The internal compressor and the air end within it become the hardest working piece of equipment on site. Every screw compressor is fundamentally dependent on the air end for its primary function, which represents a situation of extraordinary risk, given the high stakes.
While air compressors can be monitored thanks to a manufacturer determined life cycle (and good record keeping), this is rarely the case with air ends. The first indication of an issue with an air end – even slight deterioration – will be impaired compressor function. Every metre of drilling comes at a cost and just minutes of downtime can result in eye watering losses. Quentin Sanders, Leading Hand Air End Technician for Sullair Australia explains. “With an air end there’s no set hours as to how often they should be changed out. Certain companies will change out at 12 to 15,000 hours, as an industry standard, but the rotating components, bearings and so on only have a certain shelf life. No manufacturer can put a lifespan on that because each compressor is different, as is the quality of servicing, the impact of foreign bodies and oil degradation.”
Support that provides fast and customised solutions is essential, which is what makes Sullair’s Air End Exchange Program so vital to the Australian market.
The exchange process is fairly straightforward, and by design provides an agile and efficient response to dealing with faulty air ends – through repair, customisation or replacement.
Gareth Spencer is Sullair’s Regional Sales Manager for WA, SA and the NT – challenging locations, where being responsive to air end faults is particularly crucial. “When an air end isn’t working as well as it should, it can be brought into an air end centre, be repaired or exchanged for one that’s already been repaired or had replacement parts fitted, then we take the faulty air end and rebuild it internally”.
Decisions are made on a case by case basis, with the ideal solution implemented, based on what stage of drilling the compressor is functioning at, and what shape the part itself is in. A customisation that increases pressure but reduces flow, or vice versa may be all that’s required. Alternatively, the long game becomes the priority and a new part that offers thousands of hours extension to life is the most compelling solution.
Gareth explains how these decisions are made. “There’s two stages to air end function – the low-pressure stage and the high-pressure stage. The latter is where all the real hard work is done, so when it’s working with pressures between 350psi up to 500, we’d replace a part for a new one, rather than repair”. That 2nd hand part can then be repaired and resold.
Having parts on hand ensures problems are solved quickly with genuine expertise. Across Sullair’s four regional centres, in Melbourne, Newcastle, Mackay and Canningvale, a deep knowledge of the local context ensures air end issues can be dealt with thoroughly and efficiently.

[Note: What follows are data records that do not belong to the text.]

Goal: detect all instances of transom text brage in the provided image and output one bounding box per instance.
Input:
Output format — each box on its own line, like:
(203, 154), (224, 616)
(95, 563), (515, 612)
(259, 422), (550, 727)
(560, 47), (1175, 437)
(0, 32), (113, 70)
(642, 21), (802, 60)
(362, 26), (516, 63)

“Sullair compressors are synonymous with the environment,” says Quentin. “They will continue to work in extremely harsh conditions – 50+ degree days, running flat stick, drilling down for metres and metres, on a site that’s hundreds of kilometres from the next town”.”
Working in such high-risk environments necessitates highly skilled staff, and Sullair supports all of its customer base with training and technical guidance as standard. With technicians in all of Sullair’s regional facilities responding to driller questions as part of day to day operations – intel is part of the service. The provision of technical expertise and support puts preventative maintenance practices in place on sites, enabling everyone to implement solutions that ensure the utmost safety measures are in place and seamless production cycles are sustained. From a health and safety perspective, further training is also of particular importance. In recent years, Sullair has established a strong reputation for its comprehensive on site training delivery.
“The training side is really beneficial,” explains Quentin. “Because the guys on site understand how imperative it is to know the equipment. They’ll buy equipment and spare parts from us and we make sure they have the knowledge to maintain their gear, plus they’re then encouraged to use genuine parts”.